District information
- Type: Public
- Grades: K–12
- NCES District ID: 0611460

Students and staff
- Students: 22,216
- Teachers: 903.84
- Staff: 1,107.35
- Student–teacher ratio: 24.58

Other information
- Website: www.dusd.net

= Downey Unified School District =

School district in California, United States

Downey Unified School District ("DUSD") is a public school system in Downey, California, United States. It serves most of Downey and portions of Bellflower, Bell Gardens, and South Gate. The enrollment for 2009 is 22,500, divided among thirteen elementary, four middle, and three high schools.

== Governance ==
Downey Unified School District is governed by a 7-member Board of Education, which appoints a superintendent who runs the daily operations of the district. Members of the board are elected directly by voters from separate districts that encompass communities the DUSD serves. The district's superintendent is John A.Garcia, Jr., Ph.D. The members of the Board of Education include Tod M. Corrin, Giovanna Perez-Saab, Donald E. LaPlante, D. Mark Morris, Barbara R. Samperi, Martha E. Sodetani, and Nancy A. Swenson.
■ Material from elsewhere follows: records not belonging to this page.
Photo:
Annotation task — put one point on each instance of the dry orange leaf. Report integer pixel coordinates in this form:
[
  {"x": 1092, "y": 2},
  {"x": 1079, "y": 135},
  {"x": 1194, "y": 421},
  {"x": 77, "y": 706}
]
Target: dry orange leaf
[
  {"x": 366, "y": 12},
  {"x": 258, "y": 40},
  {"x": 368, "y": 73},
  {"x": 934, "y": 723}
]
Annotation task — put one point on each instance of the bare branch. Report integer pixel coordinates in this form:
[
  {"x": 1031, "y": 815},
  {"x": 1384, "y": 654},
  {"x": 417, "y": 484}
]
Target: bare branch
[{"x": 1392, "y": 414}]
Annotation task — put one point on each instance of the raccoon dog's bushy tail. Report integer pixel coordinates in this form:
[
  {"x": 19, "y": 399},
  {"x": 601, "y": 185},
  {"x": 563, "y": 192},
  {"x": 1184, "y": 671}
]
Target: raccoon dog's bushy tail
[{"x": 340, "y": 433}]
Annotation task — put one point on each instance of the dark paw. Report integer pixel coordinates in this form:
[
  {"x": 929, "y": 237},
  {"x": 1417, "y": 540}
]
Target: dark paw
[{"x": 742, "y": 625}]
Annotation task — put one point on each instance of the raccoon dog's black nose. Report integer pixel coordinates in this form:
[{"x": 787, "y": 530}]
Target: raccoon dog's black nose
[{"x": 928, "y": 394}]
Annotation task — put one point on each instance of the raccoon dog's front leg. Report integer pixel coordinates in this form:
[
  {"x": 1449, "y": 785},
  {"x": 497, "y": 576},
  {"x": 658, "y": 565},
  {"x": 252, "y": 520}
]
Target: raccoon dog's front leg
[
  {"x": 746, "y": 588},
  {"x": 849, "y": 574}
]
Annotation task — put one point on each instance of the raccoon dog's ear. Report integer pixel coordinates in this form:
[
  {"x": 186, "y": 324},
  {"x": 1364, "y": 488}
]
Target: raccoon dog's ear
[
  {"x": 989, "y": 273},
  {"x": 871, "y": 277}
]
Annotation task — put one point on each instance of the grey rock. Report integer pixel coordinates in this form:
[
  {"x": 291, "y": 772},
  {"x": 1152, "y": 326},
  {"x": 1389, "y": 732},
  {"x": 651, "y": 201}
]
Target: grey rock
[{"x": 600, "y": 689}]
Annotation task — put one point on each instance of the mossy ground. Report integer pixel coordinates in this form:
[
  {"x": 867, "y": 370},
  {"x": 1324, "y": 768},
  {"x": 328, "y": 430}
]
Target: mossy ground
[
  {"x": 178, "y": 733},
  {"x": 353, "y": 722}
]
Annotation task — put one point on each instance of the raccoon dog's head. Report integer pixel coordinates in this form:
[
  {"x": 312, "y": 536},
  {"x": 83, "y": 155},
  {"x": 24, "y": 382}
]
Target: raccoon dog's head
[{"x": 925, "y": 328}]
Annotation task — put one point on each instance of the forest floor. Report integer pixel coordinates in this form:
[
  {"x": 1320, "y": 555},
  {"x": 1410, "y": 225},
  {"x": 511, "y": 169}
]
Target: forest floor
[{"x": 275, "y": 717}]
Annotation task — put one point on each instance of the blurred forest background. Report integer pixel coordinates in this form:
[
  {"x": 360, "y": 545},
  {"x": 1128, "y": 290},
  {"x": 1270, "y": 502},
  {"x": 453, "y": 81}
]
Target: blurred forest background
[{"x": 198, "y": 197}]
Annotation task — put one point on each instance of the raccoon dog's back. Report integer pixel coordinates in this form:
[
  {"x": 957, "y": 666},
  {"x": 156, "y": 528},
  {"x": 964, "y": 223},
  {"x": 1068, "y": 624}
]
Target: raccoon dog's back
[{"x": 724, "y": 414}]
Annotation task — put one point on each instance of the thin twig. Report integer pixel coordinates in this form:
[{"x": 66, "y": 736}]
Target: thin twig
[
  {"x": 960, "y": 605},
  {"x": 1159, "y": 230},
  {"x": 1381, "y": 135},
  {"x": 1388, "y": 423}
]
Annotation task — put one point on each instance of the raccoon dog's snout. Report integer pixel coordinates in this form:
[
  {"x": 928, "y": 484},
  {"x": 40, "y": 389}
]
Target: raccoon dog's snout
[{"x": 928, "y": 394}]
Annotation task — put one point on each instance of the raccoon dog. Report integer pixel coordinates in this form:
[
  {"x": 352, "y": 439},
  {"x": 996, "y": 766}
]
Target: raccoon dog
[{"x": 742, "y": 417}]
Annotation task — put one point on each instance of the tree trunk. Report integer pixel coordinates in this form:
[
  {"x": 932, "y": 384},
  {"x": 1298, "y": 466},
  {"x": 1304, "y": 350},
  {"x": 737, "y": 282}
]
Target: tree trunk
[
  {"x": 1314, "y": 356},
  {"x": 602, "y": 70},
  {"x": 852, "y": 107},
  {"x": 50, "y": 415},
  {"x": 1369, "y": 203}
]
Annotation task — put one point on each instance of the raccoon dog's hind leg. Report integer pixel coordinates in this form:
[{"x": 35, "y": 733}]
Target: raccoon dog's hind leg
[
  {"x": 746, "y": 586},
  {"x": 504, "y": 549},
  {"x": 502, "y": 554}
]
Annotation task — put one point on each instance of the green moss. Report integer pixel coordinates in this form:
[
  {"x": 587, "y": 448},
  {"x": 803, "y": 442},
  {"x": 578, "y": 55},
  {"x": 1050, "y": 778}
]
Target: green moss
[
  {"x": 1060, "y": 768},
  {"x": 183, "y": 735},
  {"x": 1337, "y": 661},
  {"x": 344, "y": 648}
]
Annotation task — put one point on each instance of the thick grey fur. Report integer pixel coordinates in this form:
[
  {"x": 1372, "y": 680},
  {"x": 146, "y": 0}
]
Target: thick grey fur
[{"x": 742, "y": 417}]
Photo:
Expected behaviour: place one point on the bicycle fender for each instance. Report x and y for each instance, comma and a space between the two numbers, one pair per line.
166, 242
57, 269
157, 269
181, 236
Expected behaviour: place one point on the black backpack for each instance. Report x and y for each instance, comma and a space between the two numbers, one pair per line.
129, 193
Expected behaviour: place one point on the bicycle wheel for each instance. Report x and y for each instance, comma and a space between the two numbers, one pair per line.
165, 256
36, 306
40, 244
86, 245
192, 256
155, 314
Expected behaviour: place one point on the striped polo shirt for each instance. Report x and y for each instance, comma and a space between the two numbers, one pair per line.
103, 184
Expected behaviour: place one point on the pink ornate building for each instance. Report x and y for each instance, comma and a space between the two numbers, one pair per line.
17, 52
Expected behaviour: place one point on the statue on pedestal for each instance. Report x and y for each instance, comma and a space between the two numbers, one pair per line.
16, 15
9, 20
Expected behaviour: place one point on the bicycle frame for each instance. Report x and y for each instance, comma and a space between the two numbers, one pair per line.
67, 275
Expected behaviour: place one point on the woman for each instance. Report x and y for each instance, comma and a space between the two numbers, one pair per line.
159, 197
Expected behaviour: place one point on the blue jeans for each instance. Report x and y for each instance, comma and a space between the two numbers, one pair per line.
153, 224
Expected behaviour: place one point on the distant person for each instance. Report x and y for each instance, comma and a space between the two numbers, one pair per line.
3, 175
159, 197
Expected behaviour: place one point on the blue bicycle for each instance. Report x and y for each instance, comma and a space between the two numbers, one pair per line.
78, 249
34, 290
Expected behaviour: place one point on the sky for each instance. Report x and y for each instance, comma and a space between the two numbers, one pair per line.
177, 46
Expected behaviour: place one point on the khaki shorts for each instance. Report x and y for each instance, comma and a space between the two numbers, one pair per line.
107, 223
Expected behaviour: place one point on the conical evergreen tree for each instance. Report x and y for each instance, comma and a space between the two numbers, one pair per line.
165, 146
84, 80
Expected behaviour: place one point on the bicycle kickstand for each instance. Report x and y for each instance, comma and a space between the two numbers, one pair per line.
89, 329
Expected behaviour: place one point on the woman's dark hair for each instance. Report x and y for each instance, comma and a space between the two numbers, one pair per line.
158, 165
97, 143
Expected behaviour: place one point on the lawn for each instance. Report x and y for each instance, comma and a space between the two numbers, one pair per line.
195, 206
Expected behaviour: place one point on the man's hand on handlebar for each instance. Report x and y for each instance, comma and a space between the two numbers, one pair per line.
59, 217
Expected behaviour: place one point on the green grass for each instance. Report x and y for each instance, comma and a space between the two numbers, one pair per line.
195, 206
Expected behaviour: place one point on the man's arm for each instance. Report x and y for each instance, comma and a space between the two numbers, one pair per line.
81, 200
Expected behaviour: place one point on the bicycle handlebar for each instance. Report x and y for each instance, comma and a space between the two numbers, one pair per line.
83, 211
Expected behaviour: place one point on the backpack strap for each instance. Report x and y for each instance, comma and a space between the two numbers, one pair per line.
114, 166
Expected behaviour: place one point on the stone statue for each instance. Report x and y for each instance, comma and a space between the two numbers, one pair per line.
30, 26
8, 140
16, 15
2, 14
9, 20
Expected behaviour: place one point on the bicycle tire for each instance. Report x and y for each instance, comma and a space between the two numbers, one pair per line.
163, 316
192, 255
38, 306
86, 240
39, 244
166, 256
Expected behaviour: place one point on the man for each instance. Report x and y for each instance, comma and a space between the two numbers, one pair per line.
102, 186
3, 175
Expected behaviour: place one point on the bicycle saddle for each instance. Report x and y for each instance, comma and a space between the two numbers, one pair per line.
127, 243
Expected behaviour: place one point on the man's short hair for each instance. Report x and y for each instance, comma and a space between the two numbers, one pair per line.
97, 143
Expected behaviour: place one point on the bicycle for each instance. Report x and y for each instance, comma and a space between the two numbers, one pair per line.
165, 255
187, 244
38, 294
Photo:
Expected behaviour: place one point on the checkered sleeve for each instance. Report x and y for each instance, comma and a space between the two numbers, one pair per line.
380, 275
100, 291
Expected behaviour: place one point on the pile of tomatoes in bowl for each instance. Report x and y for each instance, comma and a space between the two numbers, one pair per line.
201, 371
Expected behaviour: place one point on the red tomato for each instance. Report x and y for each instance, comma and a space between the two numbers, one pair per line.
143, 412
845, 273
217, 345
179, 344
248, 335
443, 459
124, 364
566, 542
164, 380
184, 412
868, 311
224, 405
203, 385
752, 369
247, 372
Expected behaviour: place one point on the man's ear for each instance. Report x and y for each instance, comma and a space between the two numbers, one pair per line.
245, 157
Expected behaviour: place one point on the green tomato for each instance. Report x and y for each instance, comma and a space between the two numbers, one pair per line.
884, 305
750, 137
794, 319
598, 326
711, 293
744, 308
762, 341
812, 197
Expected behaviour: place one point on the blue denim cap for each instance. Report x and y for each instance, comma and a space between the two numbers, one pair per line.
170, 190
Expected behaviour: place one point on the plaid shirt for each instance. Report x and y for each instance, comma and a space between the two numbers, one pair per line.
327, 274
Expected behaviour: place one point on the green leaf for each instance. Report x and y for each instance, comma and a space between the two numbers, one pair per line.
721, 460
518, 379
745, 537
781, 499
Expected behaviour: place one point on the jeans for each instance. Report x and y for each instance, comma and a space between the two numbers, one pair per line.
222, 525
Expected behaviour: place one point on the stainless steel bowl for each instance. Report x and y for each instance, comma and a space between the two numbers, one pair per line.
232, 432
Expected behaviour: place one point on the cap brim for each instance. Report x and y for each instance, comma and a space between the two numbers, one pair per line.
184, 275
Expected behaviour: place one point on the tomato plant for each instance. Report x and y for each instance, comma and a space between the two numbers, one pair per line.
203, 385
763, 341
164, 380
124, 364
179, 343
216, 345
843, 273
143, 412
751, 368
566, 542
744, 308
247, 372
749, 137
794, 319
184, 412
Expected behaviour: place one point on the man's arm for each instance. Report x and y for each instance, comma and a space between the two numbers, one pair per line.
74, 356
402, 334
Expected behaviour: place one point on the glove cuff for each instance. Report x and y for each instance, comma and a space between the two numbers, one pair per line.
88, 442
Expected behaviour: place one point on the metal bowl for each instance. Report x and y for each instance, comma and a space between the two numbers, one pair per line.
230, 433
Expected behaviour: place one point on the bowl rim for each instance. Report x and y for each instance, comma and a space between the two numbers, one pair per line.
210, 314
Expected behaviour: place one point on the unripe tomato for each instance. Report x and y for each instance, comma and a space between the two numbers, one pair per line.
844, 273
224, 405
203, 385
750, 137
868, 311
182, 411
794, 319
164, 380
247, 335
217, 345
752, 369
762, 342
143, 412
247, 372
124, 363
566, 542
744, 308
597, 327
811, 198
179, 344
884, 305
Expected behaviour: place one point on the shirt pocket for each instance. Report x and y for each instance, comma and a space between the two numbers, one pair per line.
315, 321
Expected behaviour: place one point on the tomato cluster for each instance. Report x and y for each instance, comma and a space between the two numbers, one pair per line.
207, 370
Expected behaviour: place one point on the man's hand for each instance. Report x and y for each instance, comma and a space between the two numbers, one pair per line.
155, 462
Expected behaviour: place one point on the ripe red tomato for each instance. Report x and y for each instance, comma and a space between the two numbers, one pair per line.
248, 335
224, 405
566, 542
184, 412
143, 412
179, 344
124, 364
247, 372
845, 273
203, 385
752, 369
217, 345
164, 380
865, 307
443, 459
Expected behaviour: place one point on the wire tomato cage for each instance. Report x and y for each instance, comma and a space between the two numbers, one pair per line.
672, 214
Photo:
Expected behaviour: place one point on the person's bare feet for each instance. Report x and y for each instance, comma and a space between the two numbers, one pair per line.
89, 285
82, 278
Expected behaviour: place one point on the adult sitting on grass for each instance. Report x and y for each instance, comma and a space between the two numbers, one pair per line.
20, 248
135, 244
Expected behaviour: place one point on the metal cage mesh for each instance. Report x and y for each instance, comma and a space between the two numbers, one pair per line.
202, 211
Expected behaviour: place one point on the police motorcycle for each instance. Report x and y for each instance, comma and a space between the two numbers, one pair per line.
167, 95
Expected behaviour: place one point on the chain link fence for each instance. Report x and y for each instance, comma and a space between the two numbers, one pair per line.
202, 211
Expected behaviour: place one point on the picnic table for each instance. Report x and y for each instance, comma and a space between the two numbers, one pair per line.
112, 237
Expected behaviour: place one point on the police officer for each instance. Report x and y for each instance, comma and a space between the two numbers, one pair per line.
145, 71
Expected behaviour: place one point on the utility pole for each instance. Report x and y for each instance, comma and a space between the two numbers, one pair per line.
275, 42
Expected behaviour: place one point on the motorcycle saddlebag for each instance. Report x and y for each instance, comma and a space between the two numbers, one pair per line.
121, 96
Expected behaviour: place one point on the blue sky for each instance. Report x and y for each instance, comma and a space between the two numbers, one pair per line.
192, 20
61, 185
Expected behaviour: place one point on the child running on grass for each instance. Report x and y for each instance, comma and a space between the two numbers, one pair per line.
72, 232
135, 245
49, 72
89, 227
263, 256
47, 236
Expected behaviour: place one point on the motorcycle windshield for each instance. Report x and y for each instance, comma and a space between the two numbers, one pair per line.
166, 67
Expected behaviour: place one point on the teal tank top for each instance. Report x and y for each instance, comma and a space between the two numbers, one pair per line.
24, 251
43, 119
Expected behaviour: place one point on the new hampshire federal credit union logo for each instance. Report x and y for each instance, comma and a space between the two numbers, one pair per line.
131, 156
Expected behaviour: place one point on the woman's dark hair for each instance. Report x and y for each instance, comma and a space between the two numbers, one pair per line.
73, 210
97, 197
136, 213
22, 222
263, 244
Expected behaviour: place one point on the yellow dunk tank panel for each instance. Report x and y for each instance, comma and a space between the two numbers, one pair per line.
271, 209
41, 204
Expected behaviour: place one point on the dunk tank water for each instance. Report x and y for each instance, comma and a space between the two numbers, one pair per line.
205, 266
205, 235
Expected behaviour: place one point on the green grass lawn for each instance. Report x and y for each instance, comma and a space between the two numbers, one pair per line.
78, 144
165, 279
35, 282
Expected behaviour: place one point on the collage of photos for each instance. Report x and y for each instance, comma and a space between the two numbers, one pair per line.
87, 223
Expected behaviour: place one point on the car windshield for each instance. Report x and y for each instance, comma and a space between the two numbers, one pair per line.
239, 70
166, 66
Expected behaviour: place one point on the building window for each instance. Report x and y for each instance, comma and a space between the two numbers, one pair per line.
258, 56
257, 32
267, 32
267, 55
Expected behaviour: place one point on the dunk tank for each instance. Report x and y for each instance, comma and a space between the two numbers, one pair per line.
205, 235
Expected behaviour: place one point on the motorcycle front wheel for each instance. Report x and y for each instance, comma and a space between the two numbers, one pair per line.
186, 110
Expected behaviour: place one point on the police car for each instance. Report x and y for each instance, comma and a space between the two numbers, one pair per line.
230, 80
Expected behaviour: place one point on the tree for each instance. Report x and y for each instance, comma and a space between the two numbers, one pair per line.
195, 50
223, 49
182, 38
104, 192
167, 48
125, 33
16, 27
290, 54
Every DUSD household or residential area is zoned to an elementary school, middle school, and high school.

== Demographics ==
In 2003, there were 22,298 students. In 2004, the number of students climbed to 22,523 and then to 22,800 by 2005. In 2006, the number declined to 22,584. In 2007, the number of students declined further to 22,456. In terms of the dropout rate, 1.8% of Downey Unified School District's students dropped out of school compared to the 12.8% of students in the state.
In 2003, 74.6% of the teachers held a bachelor's degree while 25.0% held a master's degree. Only 0.5% had a doctorate. In 2007, the average class size for the district was 22.8 students per teacher; this is opposed to 20.8 students per teacher for the state.

In terms of race and ethnicity in 2007, Hispanic students made up the vast majority (79.5%) of the district's student population. In addition, white students were the largest minority; they made up 11.0% of the district's student population. Asian and black students made up 4.7 and 3.8% of the district's student population respectively. The remaining 1.0% of the student population are mostly American Indian students. In addition, a majority of the school district's students (55.0%) were economically disadvantaged.

== Schools ==
Public schools include within the DUSD include Alameda Elementary, Carpenter Elementary, Gallatin Elementary, Gauldin Elementary, Imperial Elementary, Lewis Elementary, Old River Elementary, Price Elementary, Rio Hondo Elementary, Rio San Gabriel Elementary, Unsworth Elementary, Ward Elementary, Williams Elementary, Doty Middle, Griffiths Middle, Sussman Middle, Stauffer Middle, Downey High, Warren High, and Columbus Continuation.

==Protections For Transgender Students==
In 2014, the district signed an agreement with the Department of Education to protect transgender students from abuse, allow them to use their preferred restroom, and use their preferred name in school.